Strengths and weaknesses, or SAW, describe confidence-related behaviour in an Umnai model.

SAW provides two measures: strength and uncertainty. Together, they help explain where the model is supported by strong evidence and where its behaviour may be less certain.

## Strength

Strength reflects how strong the model is in the activated [partitions](../../explainable-neural-net-xnn#partition).

It is based on:

| Factor                | Description                                                                 |
| --------------------- | --------------------------------------------------------------------------- |
| Training data support | The amount of training data in each activated partition.                    |
| Partition model fit   | The quality of the partition's polynomial model, or `then_expression`, fit. |

A stronger partition is one where the model has more support from training data and a better local fit.

## Uncertainty

Uncertainty reflects how certain the model is about its prediction behaviour.

It is based on:

| Factor                        | Description                                                                |
| ----------------------------- | -------------------------------------------------------------------------- |
| Estimator variance            | Variation across estimators.                                               |
| Partition prediction variance | Variation in the predictions produced by the partition's polynomial model. |

Higher uncertainty indicates that the model behaviour is less stable or less certain for the activated partitions.

## Aggregation

Strength and uncertainty can be aggregated across activated partitions.
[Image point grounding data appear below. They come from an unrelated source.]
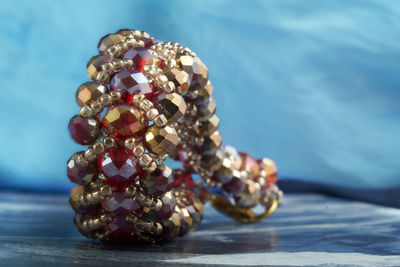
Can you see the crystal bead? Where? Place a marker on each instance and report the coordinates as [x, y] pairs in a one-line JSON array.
[[158, 182], [124, 121], [84, 131], [119, 167], [81, 175], [173, 106], [161, 140], [133, 81], [89, 92]]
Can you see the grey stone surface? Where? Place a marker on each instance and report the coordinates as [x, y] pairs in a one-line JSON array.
[[307, 230]]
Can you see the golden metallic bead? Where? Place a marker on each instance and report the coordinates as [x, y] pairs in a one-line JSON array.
[[74, 196], [161, 140], [180, 78], [172, 225], [160, 120], [86, 112], [211, 143], [138, 150], [89, 92], [208, 126], [204, 93], [173, 106], [110, 40], [206, 110], [98, 148], [250, 196], [109, 142]]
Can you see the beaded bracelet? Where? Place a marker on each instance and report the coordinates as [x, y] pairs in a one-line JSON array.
[[147, 101]]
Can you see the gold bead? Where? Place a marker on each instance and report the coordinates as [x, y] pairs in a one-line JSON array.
[[206, 110], [89, 92], [173, 106], [180, 78], [109, 142], [161, 140]]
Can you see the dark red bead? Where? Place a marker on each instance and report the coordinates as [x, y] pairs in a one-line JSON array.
[[119, 167], [183, 178], [81, 175], [158, 182], [140, 57], [120, 204], [235, 186], [133, 81], [84, 131]]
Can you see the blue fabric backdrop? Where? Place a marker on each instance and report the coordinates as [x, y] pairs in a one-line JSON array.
[[312, 84]]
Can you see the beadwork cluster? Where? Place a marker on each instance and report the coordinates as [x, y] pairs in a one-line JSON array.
[[148, 101]]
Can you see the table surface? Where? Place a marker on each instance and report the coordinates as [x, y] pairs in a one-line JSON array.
[[307, 230]]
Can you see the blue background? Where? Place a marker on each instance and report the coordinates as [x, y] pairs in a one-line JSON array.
[[312, 84]]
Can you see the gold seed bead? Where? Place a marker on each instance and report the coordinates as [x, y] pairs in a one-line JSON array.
[[96, 106], [118, 64], [131, 42], [138, 150], [140, 43], [138, 98], [130, 190], [146, 35], [145, 160], [109, 142], [151, 167], [146, 105], [86, 112], [130, 143], [108, 67], [106, 100], [81, 160], [90, 155], [152, 114], [160, 120], [161, 79], [169, 87], [116, 96]]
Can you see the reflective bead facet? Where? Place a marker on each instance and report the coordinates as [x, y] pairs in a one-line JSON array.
[[161, 140], [168, 207], [158, 182], [108, 41], [180, 78], [120, 204], [119, 167], [89, 92], [94, 66], [124, 121], [133, 81], [173, 106], [84, 131], [140, 57], [81, 175]]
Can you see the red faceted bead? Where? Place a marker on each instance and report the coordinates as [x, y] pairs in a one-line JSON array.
[[120, 204], [158, 182], [120, 230], [148, 42], [140, 57], [168, 207], [183, 178], [119, 167], [84, 131], [124, 121], [133, 81], [235, 186], [81, 175]]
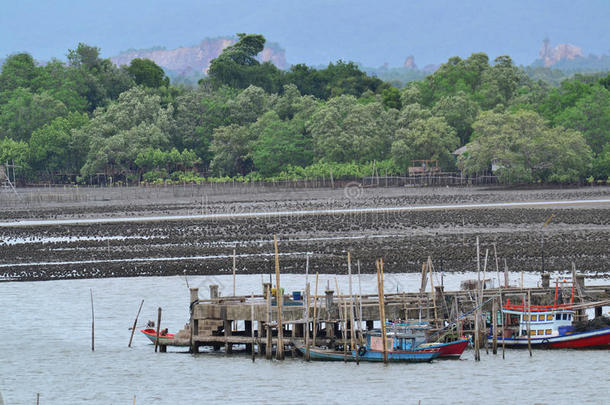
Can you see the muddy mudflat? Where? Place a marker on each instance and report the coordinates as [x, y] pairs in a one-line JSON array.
[[578, 232]]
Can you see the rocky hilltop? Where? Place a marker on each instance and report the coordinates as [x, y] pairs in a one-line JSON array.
[[550, 56], [187, 60]]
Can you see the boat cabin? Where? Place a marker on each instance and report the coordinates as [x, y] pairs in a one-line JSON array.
[[544, 321], [400, 336]]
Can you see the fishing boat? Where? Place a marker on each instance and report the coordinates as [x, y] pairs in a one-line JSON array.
[[399, 349], [420, 332], [167, 339], [550, 327]]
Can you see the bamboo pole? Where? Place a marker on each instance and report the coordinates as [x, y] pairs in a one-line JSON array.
[[481, 296], [477, 316], [315, 312], [158, 328], [431, 273], [280, 299], [341, 320], [306, 328], [494, 325], [234, 269], [252, 325], [529, 320], [383, 327], [351, 308], [360, 305], [133, 329], [268, 331], [380, 293], [92, 322], [497, 267], [504, 325]]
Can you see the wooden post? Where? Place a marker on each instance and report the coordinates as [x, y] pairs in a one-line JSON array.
[[432, 292], [135, 323], [351, 308], [477, 316], [92, 323], [306, 328], [234, 268], [280, 299], [481, 297], [522, 279], [360, 305], [252, 326], [341, 320], [529, 319], [497, 267], [158, 329], [315, 313], [494, 325], [268, 331], [504, 318], [227, 326], [380, 294]]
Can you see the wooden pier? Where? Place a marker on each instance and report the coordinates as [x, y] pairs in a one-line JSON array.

This allows SAW to produce confidence estimates at different levels:

| Level                | Description                                                |
| -------------------- | ---------------------------------------------------------- |
| Data segment         | Confidence estimate for a selected segment of data.        |
| Batch of predictions | Confidence estimate across a batch of prediction requests. |
| Dataset              | Confidence estimate across the dataset as a whole.         |

At a global level, these aggregations help identify where the model is generally strong, where it is uncertain, and which areas may deserve further review.